The lack of significant differential activation in NCM prevented us to test for potential correlation between differential activations and learning strength. Nevertheless, a correlation between [TUT minus Rest] and learning strength could be expected in NCM based on earlier studies [28][30]. Such analysis failed to reveal any significant correlation (left NCM: R2max = 0.36, p = 0.15, Right NCM: R2max = 0.09, p = 0.86). However one can notice that the maximal correlation value measured in left NCM was of the same magnitude as the one measured between TUT selectivity and learning strength in right MLd (R2 = 0.36 for both correlations). The big difference in term of p values is due to the correction for multiple tests applied in NCM (corrected/uncorrected p value = 0.15/0.006), which is directly related to the size of the investigated region. The correlation analyses performed on NCM were thus much less sensitive than the ones performed on MLd. Interestingly, a cluster of voxels in left NCM surviving the uncorrected p threshold of 0.05 was located in the posterior and lateral part of NCM (fig. 8), where Bolhuis and colleagues previously found a significant correlation between tutor song evoked gene expression and learning strength [28][30]. Intrigued by this similitude, we further explored whether the correlation with learning strength was specific to tutor song or whether similar results could be found for BOS and CON evoked activations. These last analyses revealed no correlation of learning strength with [BOS minus Rest] and [CON minus Rest] (fig. 9, R2<0.14; p values>0.14), suggesting that as in Terpstra et al. study [30], the correlation was specific to the tutor song.
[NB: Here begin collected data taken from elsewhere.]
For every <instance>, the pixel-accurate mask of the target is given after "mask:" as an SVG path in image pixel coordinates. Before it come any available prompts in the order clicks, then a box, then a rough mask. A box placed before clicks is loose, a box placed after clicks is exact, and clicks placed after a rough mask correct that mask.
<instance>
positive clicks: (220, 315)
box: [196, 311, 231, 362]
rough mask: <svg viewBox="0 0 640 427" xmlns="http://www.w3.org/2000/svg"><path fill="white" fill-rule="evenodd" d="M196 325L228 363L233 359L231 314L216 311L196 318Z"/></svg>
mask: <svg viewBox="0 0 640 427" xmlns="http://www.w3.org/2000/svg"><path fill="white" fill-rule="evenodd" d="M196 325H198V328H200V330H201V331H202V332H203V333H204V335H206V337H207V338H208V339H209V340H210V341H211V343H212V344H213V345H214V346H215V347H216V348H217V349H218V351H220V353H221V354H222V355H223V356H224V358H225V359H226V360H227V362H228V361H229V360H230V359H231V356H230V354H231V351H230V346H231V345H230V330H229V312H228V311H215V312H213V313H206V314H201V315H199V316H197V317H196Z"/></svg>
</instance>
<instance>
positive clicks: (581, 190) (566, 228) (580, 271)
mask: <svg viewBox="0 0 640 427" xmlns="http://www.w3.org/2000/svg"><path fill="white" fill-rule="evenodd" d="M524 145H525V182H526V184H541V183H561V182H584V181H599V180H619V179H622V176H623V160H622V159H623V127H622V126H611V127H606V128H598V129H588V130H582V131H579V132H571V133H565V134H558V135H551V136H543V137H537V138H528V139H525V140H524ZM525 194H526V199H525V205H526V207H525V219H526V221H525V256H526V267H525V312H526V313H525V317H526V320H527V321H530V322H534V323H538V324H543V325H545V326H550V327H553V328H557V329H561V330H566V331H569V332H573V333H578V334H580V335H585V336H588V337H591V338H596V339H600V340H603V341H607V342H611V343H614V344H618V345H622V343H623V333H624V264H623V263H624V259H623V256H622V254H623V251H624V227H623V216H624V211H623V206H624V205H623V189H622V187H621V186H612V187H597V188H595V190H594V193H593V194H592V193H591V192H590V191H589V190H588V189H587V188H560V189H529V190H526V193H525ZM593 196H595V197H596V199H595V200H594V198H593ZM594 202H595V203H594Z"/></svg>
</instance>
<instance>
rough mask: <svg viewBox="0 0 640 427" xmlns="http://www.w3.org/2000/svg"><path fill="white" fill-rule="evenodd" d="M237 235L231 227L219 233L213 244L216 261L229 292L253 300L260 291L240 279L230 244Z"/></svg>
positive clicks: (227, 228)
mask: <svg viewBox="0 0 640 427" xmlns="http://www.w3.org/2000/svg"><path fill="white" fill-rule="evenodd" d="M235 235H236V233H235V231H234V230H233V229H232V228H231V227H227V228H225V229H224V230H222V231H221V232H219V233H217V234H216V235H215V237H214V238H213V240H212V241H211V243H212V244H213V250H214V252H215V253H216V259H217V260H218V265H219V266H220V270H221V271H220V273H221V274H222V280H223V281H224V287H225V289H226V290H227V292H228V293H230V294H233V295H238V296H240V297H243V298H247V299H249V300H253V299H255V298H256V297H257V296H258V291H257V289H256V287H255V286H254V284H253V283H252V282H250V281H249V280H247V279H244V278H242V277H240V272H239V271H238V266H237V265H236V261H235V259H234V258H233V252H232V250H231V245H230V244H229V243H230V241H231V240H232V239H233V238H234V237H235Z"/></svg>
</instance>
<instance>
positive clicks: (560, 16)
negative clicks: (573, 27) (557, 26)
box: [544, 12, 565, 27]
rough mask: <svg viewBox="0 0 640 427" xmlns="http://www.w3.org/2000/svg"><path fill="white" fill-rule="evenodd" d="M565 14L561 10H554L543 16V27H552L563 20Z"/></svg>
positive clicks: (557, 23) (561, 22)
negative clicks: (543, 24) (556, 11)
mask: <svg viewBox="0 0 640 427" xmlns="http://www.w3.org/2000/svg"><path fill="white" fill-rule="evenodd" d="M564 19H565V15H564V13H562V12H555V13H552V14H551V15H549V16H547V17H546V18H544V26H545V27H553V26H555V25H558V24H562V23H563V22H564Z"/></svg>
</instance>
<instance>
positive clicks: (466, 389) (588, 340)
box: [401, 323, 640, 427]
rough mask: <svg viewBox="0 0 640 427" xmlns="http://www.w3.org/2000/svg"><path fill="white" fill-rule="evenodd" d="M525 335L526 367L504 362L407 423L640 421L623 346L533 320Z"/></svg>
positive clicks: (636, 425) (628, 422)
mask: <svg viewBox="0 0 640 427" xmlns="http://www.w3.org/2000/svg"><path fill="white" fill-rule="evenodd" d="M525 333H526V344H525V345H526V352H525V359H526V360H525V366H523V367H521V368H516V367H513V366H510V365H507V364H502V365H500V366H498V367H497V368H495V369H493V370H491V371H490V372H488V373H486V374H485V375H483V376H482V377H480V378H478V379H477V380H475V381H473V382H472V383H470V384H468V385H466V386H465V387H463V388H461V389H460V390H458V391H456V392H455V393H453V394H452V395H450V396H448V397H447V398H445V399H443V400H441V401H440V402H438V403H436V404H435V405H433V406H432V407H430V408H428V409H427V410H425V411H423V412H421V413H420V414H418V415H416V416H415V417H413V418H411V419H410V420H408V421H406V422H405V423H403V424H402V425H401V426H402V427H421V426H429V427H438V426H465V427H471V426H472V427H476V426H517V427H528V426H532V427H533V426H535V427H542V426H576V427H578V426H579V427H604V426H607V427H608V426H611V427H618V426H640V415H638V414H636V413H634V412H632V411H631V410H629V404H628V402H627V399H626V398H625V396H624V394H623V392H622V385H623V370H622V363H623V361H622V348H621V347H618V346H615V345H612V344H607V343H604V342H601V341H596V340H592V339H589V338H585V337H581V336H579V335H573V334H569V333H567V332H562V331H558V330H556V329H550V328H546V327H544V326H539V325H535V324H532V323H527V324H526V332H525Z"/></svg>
Figure 8. Correlation map of [TUT minus Rest] versus vocal learning strength in left NCM.

Results are superimposed on sagittal and axial anatomical slices coming from the zebra finch MRI atlas and displayed at a p threshold of 0.05 without correction for multiple tests. R2 values are color coded according to the scale displayed at the right side of the figure. D: dorsal, V: ventral, A: anterior, P: posterior; L: left; R: right.

Figure 9. Correlation of TUT, BOS and CON responsiveness with vocal learning strength in left NCM.

TUT, BOS and CON responsiveness are expressed as the mean amplitude estimates of the BOLD activations [TUT minus Rest], [BOS minus Rest] and [CON minus Rest], in non-dimensional unit) in the left NCM cluster illustrated in Fig. 8. Note that the R2 value in the left panel (0.3089) corresponds to the correlation value between learning strength and the [TUT minus Rest] signal averaged over the NCM cluster illustrated in Fig. 8 whereas the value reported in the text (0.36) corresponds to the correlation in the voxel where this correlation is the highest (R2max). These two R2 values are significantly different than 0. Correlation of BOS and CON responsiveness with learning strength are not significant.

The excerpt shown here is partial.